LCD Soundsystem : Looking for the American Dream

I’m loosing my edge, the kids are coming up from behind”. Il y a déjà 15 ans, LCD Soundsystem débarquait avec son premier single, l’incroyable Losing My Edge.

Le projet de James Murphy était porté aux nues et mis en avant, avec entre autres les Strokes ou les Rapture, comme le renouveau de la scène new-yorkaise. Sauf que, un peu à l’image des Franz Ferdinand (dont ils ont repris l’excellente Live Alone en 2011), Murphy avait déjà 32 ans, des échecs et une histoire derrière lui. Le rêve américain était donc déjà bien loin, ou alors porté par une nostalgie et une mélancolie sourde qui sera l’un des fils conducteurs de la musique du new-yorkais.

Mélant avec bonheur la rage punk et la dance music, il créa en une bonne dizaine d’années un véritable monument musical compilé sur 3 albums grandioses. Puis en 2011, effrayé par la bête qu’était en train de devenir LCD Soundsystem et inquiété par la quarantaine, il décida d’offrir un enterrement de viking à son projet avec des concerts monumentaux immortalisés sur The Long Goodbye et l’excellent documentaire Shut Up And Play The Hits.

Mais les adieux n’engagent que ceux qui les donnent, et c’est avec un petit espoir dans le coin de la tête qu’on guettait les news concernant James Murphy : plus ou moins surprenantes – l’ouverture d’un bar à vins et la création d’une marque de café – mais jamais très loin de la musique puisqu’il composa entre autre deux bandes originales pour des films de Noah Baumbach (les excellents Greenberg et While We’re Young), produisit le Reflektor de Arcade Fire et mixa sur vinyles avec ses potes Soulwax dans le projet Despacio.

Le retour des New-Yorkais après 6 ans d’absence ne fut donc au final qu’une demi-surprise.

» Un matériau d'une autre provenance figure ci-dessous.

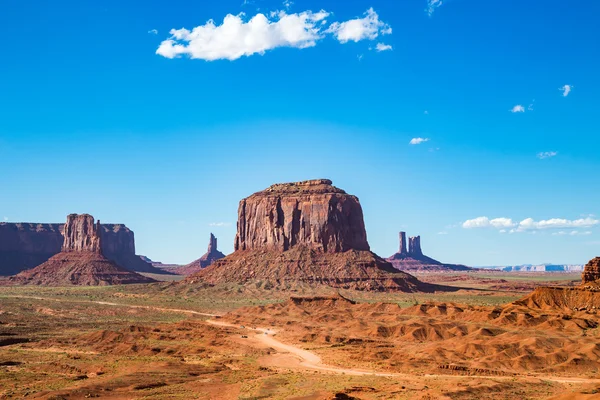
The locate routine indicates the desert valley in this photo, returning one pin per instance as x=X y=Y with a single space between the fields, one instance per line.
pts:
x=302 y=309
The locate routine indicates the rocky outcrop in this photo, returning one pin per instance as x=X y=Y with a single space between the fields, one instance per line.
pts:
x=591 y=272
x=212 y=255
x=413 y=259
x=414 y=246
x=314 y=214
x=304 y=233
x=27 y=245
x=81 y=234
x=81 y=261
x=403 y=248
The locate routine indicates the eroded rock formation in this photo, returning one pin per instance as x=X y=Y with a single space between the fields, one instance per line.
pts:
x=591 y=272
x=311 y=213
x=81 y=261
x=27 y=245
x=81 y=234
x=306 y=232
x=413 y=259
x=414 y=246
x=403 y=248
x=212 y=255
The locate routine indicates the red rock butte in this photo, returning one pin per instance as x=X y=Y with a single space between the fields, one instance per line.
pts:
x=305 y=232
x=312 y=213
x=81 y=261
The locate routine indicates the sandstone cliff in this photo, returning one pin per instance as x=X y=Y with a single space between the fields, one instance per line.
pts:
x=412 y=259
x=591 y=272
x=306 y=232
x=211 y=255
x=27 y=245
x=312 y=213
x=80 y=262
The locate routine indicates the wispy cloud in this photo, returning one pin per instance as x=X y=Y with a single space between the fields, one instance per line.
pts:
x=572 y=233
x=368 y=27
x=547 y=154
x=418 y=140
x=566 y=89
x=432 y=5
x=220 y=224
x=382 y=47
x=237 y=37
x=529 y=224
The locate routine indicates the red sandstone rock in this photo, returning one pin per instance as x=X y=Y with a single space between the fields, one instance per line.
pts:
x=27 y=245
x=312 y=213
x=591 y=272
x=81 y=234
x=305 y=233
x=413 y=259
x=81 y=261
x=212 y=255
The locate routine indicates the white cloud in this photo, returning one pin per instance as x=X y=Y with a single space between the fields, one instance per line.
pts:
x=566 y=89
x=369 y=27
x=418 y=140
x=547 y=154
x=485 y=222
x=557 y=223
x=572 y=233
x=222 y=224
x=383 y=47
x=432 y=5
x=237 y=37
x=529 y=224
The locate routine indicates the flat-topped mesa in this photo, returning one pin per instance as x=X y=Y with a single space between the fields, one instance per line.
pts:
x=314 y=214
x=403 y=245
x=591 y=272
x=212 y=244
x=414 y=248
x=81 y=234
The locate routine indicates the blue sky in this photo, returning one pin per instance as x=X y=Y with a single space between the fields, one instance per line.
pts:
x=94 y=120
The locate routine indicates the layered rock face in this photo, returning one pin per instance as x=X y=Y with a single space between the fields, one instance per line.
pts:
x=212 y=255
x=306 y=232
x=81 y=234
x=414 y=244
x=312 y=213
x=413 y=259
x=80 y=262
x=591 y=272
x=27 y=245
x=403 y=248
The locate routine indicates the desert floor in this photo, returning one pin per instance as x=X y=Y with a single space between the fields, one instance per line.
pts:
x=168 y=341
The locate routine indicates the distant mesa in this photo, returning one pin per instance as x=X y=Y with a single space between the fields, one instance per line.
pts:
x=585 y=297
x=27 y=245
x=410 y=258
x=212 y=255
x=80 y=261
x=307 y=232
x=591 y=272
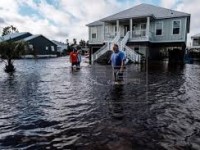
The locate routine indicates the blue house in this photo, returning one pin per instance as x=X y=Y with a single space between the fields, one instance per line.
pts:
x=141 y=31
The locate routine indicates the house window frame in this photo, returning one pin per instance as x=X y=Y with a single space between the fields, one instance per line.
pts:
x=52 y=48
x=161 y=28
x=143 y=30
x=173 y=27
x=137 y=28
x=93 y=31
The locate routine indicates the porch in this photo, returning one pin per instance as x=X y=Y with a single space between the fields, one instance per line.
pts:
x=139 y=29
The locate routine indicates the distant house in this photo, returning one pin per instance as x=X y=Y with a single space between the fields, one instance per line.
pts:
x=15 y=36
x=141 y=31
x=61 y=47
x=43 y=47
x=196 y=41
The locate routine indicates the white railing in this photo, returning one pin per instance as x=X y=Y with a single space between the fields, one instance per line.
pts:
x=124 y=40
x=98 y=53
x=116 y=39
x=132 y=55
x=105 y=48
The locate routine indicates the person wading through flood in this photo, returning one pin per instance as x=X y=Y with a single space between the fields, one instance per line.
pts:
x=79 y=59
x=74 y=58
x=117 y=62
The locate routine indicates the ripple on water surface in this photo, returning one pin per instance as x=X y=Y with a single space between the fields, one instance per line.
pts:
x=46 y=106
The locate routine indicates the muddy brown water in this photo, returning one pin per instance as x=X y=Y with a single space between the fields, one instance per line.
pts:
x=44 y=105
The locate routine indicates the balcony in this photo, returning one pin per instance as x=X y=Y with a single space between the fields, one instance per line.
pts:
x=140 y=35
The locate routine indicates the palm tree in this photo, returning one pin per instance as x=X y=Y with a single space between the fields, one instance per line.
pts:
x=10 y=50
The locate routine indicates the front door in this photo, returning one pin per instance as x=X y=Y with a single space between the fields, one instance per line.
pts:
x=126 y=29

Le genre de surprise qu’on espérait, dont on rêvait, à laquelle on croyait et qui se réalise enfin lorsqu’on tient entre nos mains American Dream, le nouveau vinyle du groupe (vinyle qui repoussa la sortie de l’album de plusieurs semaines, James Murphy n’étant pas satisfait du pressage) que l’on pose délicatement sur notre platine pour le voir tourner et nous apporter des nouvelles d’un des groupes les plus grandioses de ces quinze dernières années.

Est-ce que cet American Dream est une nouvelle pierre à l’édifice monumental des new-yorkais ? Pas de suspense, la réponse est oui.  Que ceux qui craignaient le retour du groupe, qui y voyaient un coup marketing et une trahison, soient rassurés. Si Murphy a fait renaitre LCD Soundsystem, c’est qu’il avait de bonnes raisons de le faire et des choses à dire.

Des choses à prouver aussi, car ce qui surprend le plus à l’écoute de ce nouvel album, c’est que Murphy est devenu un chanteur et ce dès la première chanson Oh Baby. Alors qu’il avait plutôt l’habitude d’un phrasé parlé, scandé, voir crié, le voir assumer sa voix étonne et réjouit. Sur I Used To et American Dream, elle nous surprend par sa facilité à se porter dans les aigus, se fait aussi plus sûre d’elle sur l’exceptionnelle How Do You Sleep ? influencée par certains chanteurs des années 70. James Murphy assume donc enfin son identité vocale et ses ambitions : c’est un des grands points forts de disque.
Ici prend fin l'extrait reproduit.